Prince Jones was the superlative of all my fears. And if he, good Christian, scion of a striving class, patron saint of the twice as good, could be forever bound, who then could not? And the plunder was not just of Prince alone. Think of all the love poured into him. Think of the tuitions for Montessori and music lessons. Think of the gasoline expended, the treads worn carting him to football games, basketball tournaments, and Little League. Think of the time spent regulating sleepovers. Think of the surprise birthday parties, the daycare, and the reference checks on babysitters. Think of World Book and Childcraft. Think of checks written for family photos. Think of soccer balls, science kits, chemistry sets, racetracks, and model trains. Think of all the embraces, all the private jokes, customs, greetings, names, dreams, all the shared knowledge and capacity of a black family injected into that vessel of flesh and bone. And think of how that vessel was taken, shattered on the concrete, and all its holy contents, all that had gone into him, sent flowing back to the earth. Think of your mother, who had no father. And your grandmother, who was abandoned by her father. And your grandfather, who was left behind by his father. And think of how Prince’s daughter was now drafted into those solemn ranks and deprived of her birthright–that vessel which was her father, which brimmed with twenty-five years of love and was the investment of her grandparents and was to be her legacy…

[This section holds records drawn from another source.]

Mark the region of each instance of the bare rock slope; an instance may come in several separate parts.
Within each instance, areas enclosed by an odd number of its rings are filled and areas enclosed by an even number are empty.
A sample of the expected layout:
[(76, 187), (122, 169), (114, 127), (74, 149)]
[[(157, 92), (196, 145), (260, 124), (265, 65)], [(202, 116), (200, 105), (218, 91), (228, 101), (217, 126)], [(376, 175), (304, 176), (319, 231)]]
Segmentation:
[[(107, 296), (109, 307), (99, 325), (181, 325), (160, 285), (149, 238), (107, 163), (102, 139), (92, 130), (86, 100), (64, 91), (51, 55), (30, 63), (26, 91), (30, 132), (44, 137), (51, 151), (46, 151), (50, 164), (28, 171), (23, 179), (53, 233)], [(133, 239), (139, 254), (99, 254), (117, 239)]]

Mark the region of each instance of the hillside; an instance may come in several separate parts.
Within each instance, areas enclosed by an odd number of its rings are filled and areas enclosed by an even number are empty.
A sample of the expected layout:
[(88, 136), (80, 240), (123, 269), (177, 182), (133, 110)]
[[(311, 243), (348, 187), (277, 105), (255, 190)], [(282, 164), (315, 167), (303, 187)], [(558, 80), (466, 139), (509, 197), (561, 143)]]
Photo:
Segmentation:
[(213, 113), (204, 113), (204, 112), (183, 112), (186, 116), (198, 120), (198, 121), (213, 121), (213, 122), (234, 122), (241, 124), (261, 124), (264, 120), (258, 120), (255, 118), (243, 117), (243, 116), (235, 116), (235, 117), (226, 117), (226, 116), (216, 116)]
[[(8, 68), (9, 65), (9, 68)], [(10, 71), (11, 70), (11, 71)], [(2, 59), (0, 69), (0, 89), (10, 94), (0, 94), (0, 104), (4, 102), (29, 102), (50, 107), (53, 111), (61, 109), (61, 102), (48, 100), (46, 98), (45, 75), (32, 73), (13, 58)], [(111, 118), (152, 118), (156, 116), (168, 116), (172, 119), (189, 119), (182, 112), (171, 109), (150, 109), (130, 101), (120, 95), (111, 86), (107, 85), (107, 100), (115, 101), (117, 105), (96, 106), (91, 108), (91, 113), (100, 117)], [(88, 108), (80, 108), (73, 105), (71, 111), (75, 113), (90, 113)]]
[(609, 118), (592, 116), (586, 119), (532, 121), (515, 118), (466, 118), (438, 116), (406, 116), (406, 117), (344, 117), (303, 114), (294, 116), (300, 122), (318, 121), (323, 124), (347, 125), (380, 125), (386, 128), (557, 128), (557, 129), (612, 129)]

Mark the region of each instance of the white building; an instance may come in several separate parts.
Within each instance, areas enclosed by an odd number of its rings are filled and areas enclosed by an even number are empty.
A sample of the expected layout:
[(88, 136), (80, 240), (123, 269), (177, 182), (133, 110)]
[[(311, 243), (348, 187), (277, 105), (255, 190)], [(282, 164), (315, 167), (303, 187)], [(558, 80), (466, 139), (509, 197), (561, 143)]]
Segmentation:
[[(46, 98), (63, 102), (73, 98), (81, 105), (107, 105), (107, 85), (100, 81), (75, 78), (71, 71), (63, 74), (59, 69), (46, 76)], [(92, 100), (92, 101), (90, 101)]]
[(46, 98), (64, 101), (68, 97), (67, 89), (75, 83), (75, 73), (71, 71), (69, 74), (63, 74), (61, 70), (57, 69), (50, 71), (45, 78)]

What I remember is all the people who spoke about Prince’s religious zeal, his abiding belief that Jesus was with him. I remember watching the president of the university stand and weep. I remember Dr. Mable Jones, Prince’s mother, speaking of her son’s death as a call to move from her comfortable suburban life into activism. I heard several people ask for forgiveness for the officer who’d shot Prince Jones down. I only vaguely recall my impressions of all this. But I know that I have always felt great distance from the grieving rituals of my people, and I must have felt it powerfully then. The need to forgive the officer would not have moved me, because even then, in some inchoate form, I knew that Prince was not killed by a single officer so much as he was murdered by his country and all the fears that have marked it from birth…

At this moment the phrase “police reform” has come into vogue, and the actions of our publicly appointed guardians have attracted attention presidential and pedestrian. You may have heard the talk of diversity, sensitivity training, and body cameras. These are all fine and applicable, but they understate the task and allow the citizens of this country to pretend that there is real distance between their own attitudes and those of the ones appointed to protect them. The truth is that the police reflect America in all of its will and fear, and whatever we might make of this country’s criminal justice policy, it cannot be said that it was imposed by a repressive minority. The abuses that have followed from these policies–the sprawling carceral state, the random detention of black people, the torture of suspects–are the product of democratic will. And so to challenge the police is to challenge the American people who send them into the ghettos armed with the same self-generated fears that compelled the people who think they are white to flee the cities and into the Dream. The problem with the police is not that they are fascist pigs but that our country is ruled by majoritarian pigs.